Rainy Brain, Sunny Brain: Overcoming Pessimism for a Better and Healthier Life

By Sharon Moore on July 11, 2012

Do you ever wonder why some people are much more resilient to life’s difficulties that no matter what kind of problems are thrown on them, they manage to stay strong? On her book entitled ‘Rainy Brain, Sunny Brain: How to Retrain Your Brain to Overcome Pessimism and Achieve a More Positive Outlook’, Elaine Fox, a visiting research professor at the University of Oxford, gives a deeper insight on the role of our emotional mind and how it affects our life.

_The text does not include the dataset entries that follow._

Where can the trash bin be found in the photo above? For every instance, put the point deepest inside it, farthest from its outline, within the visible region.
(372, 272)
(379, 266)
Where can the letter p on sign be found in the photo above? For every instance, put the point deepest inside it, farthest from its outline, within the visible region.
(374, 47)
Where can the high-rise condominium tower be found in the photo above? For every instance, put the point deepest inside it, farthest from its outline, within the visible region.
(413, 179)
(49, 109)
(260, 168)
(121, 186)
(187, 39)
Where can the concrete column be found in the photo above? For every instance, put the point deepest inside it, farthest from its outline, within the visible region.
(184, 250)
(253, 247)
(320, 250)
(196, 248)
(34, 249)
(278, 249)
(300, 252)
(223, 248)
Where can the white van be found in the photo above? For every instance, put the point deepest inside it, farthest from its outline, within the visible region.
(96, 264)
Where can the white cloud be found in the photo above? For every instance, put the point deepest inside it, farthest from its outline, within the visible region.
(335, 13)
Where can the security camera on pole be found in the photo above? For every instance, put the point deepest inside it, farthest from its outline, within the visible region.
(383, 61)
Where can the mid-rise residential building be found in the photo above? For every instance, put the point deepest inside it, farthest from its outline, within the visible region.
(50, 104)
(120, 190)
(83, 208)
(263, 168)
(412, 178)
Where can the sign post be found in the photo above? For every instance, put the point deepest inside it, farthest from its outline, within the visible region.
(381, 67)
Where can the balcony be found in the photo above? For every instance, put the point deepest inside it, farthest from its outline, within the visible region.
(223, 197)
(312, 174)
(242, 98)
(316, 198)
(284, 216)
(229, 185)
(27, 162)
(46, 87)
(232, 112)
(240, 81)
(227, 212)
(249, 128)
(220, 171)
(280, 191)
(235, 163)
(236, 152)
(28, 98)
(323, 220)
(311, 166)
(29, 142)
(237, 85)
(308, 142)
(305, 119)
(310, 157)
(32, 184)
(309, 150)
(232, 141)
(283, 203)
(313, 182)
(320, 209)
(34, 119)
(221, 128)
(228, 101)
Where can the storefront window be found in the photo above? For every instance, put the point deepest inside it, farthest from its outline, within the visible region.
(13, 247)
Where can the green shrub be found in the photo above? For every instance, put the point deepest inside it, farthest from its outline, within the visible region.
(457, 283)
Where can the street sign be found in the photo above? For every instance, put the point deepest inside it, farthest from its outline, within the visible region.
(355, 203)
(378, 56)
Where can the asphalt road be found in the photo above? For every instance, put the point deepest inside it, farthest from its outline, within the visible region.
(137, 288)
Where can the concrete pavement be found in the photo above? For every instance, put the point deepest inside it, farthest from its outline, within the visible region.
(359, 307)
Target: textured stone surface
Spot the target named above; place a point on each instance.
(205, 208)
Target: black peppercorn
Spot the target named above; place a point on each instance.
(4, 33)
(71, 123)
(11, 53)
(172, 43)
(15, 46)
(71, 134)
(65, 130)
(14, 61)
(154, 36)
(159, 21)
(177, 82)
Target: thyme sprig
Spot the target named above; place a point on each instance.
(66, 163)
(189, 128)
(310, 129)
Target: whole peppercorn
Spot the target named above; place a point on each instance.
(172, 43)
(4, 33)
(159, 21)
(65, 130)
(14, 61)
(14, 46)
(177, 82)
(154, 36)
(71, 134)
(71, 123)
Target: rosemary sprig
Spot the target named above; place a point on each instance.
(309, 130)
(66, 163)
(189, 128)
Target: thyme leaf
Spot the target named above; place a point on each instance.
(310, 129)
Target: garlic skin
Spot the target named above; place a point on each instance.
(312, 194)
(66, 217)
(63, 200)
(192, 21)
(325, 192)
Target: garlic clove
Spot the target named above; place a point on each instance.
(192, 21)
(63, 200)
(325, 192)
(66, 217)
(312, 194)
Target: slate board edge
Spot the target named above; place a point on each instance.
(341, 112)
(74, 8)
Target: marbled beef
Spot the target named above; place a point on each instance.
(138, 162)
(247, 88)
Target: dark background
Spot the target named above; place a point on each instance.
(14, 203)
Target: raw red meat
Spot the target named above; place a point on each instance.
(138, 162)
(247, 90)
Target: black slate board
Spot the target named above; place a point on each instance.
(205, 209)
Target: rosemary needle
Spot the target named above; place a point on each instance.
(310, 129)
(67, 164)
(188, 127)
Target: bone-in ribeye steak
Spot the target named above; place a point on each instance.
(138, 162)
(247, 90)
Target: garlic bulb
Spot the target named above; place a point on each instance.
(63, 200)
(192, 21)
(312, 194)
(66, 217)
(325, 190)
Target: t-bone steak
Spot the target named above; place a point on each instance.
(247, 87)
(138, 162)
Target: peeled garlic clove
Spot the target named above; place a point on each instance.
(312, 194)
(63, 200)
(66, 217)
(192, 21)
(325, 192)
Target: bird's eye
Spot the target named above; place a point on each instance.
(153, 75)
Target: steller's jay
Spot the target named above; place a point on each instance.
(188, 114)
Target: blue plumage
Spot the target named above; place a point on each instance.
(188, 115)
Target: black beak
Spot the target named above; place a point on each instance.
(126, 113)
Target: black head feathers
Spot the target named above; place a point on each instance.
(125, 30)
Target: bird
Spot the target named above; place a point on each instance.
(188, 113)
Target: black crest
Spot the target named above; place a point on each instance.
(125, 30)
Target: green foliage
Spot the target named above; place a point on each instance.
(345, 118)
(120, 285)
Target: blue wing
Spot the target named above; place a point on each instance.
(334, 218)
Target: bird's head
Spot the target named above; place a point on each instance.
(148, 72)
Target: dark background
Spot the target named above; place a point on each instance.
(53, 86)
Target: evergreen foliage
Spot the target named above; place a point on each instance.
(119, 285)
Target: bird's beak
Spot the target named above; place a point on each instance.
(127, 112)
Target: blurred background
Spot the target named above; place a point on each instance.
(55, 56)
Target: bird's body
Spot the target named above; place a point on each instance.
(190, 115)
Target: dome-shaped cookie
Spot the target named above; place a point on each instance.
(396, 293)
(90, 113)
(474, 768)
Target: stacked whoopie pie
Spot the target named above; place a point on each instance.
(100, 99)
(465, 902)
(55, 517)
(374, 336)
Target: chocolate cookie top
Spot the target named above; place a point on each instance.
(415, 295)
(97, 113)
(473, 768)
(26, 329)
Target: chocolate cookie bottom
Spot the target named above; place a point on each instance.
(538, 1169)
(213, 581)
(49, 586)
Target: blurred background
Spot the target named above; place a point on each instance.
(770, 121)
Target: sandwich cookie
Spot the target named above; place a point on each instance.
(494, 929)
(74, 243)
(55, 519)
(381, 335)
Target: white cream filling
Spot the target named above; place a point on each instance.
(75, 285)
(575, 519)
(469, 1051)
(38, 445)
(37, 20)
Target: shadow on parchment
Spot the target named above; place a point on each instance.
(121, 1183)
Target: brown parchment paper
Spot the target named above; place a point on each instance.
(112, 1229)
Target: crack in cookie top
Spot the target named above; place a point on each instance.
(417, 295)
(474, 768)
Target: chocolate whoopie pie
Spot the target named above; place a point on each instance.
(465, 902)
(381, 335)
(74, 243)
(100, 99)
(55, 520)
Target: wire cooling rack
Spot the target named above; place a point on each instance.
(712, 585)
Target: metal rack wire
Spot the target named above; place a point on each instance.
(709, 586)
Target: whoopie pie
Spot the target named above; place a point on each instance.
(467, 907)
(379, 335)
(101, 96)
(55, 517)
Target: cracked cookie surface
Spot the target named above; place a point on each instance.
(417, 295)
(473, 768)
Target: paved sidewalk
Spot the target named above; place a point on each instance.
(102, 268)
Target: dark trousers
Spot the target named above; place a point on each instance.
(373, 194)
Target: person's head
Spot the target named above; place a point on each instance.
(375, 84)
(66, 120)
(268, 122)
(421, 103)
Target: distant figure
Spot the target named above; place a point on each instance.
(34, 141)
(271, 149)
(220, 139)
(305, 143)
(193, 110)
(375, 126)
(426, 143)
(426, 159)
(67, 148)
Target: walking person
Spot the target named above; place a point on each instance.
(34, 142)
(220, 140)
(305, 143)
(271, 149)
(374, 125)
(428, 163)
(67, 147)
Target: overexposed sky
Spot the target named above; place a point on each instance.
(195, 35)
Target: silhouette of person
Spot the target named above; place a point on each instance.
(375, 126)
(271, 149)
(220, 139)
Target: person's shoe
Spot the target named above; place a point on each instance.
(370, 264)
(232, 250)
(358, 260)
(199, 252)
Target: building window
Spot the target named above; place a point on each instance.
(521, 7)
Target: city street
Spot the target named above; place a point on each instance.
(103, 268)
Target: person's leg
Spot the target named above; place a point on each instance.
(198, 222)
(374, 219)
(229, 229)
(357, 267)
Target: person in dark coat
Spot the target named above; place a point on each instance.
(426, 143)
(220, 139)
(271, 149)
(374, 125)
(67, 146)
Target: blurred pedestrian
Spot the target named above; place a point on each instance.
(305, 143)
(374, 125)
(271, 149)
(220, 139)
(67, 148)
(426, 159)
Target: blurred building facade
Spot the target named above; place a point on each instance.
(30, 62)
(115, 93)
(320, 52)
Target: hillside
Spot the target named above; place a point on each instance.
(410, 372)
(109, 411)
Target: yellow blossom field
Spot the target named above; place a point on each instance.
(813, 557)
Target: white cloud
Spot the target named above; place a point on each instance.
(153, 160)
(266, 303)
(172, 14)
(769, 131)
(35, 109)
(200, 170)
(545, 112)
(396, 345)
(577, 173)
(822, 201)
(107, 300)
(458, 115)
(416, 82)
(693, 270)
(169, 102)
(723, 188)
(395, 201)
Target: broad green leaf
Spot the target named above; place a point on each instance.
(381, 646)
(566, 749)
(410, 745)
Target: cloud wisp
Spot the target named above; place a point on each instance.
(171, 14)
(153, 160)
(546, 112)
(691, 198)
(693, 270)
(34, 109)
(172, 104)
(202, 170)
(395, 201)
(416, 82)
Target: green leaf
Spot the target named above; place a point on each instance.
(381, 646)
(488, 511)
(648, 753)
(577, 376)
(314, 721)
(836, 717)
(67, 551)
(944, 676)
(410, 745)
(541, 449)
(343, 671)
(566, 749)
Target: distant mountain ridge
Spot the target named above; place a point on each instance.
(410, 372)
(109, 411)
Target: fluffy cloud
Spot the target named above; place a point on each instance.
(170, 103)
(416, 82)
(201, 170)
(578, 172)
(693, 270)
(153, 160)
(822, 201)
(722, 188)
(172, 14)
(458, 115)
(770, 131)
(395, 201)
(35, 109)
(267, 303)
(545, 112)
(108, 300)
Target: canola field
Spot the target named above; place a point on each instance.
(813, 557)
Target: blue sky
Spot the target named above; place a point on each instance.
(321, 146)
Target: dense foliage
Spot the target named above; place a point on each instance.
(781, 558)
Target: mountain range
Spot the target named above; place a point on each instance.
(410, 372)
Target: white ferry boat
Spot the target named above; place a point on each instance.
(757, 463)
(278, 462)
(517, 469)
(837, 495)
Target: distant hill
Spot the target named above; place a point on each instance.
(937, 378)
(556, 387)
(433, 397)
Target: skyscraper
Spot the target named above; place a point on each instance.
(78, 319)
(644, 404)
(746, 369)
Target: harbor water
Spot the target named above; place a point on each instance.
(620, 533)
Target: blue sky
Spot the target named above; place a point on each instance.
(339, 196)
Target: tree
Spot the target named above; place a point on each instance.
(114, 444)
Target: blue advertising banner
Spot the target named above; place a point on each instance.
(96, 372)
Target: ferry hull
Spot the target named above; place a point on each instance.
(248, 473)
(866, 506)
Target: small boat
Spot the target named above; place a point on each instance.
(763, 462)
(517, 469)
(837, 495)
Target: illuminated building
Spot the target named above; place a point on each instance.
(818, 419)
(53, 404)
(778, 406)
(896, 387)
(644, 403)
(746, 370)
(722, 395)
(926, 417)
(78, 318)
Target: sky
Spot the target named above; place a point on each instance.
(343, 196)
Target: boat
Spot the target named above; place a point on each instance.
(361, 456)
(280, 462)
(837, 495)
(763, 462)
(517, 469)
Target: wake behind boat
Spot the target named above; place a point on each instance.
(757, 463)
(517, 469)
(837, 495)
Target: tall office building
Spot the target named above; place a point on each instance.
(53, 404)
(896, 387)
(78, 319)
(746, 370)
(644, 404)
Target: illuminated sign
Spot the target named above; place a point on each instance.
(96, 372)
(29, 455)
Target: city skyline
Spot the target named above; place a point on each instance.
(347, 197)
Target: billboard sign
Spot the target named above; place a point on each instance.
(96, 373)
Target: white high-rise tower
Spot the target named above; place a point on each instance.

Fox and her team of researchers investigated and compared how the brains of pessimistic and positivist individuals respond to certain emotional stimuli. For instance, they flashed a series of negative images on the computer screen in a very swift manner. They found that the mind of a pessimist is drawn towards the negative while the mind of the upbeat is drawn towards the positive.

2 Sides of Brain

According to Fox, the emotional part of the brain has two sides. The ‘rainy’ part draws the mind towards negative thinking while the ‘sunny’ part draws it to positivism. Of course, both of these parts are essential in a balanced life. But as to which part the brains give more importance to – whether it is the negative or the positive side – it’s up to the person. And that what makes one different from the others. It is the emotional mind that gives meaning to our lives, by taking us to what really matters, Fox explained.

The emotional mind is made up of two opposite areas – pain and pleasure. These two biological motivators, as pointed out by Fox, identify our mindset. The brain systems make us aware of what might harm us or what make us feel happy. For instance, you came late to the office and as you entered the conference room, the meeting has already started. Upon seeing you, your boss said ‘glad you could make it’. People would have different interpretations on this, said Fox. You might feel that your boss was being sarcastic or you might feel he’s happy to see you. The way our mind perceives things can develop into a habit. If you are a negative thinker, you’ll take the remark negatively and be destructed or annoyed all throughout. But if you’re a positivist, you take it lightly, and proceed with confidence.

Why stay positive?

Nonetheless, the brain can be trained to become more positive, Fox explained. For many years, experts believed that the brain is inflexible and is neurologically set in its own ways. But studies in neuroplasticity has overthrown this concept and proved that a person’s way of thinking can actually be changed. And such changes aren’t just on one’s level of thinking, but to the physical structure of the brain as well. This means that if we can change our cognition, we can also reshape our brains, said Fox.

She suggests that if we will train our brain to be optimistic or pessimist, then it will be. One way to do this is to widen our knowledge base. In one study cited on her book, it was shown that the hippocampus – the part of the brain that’s responsible for spatial memory and navigation gets bigger as the cab drivers honed their skills.

Although we need both the rainy and sunny parts of the brain to keep our mind healthy, there’s profound evidence that the positive individuals take on the world, particularly when it comes to health, success, happiness, and sense of wellbeing.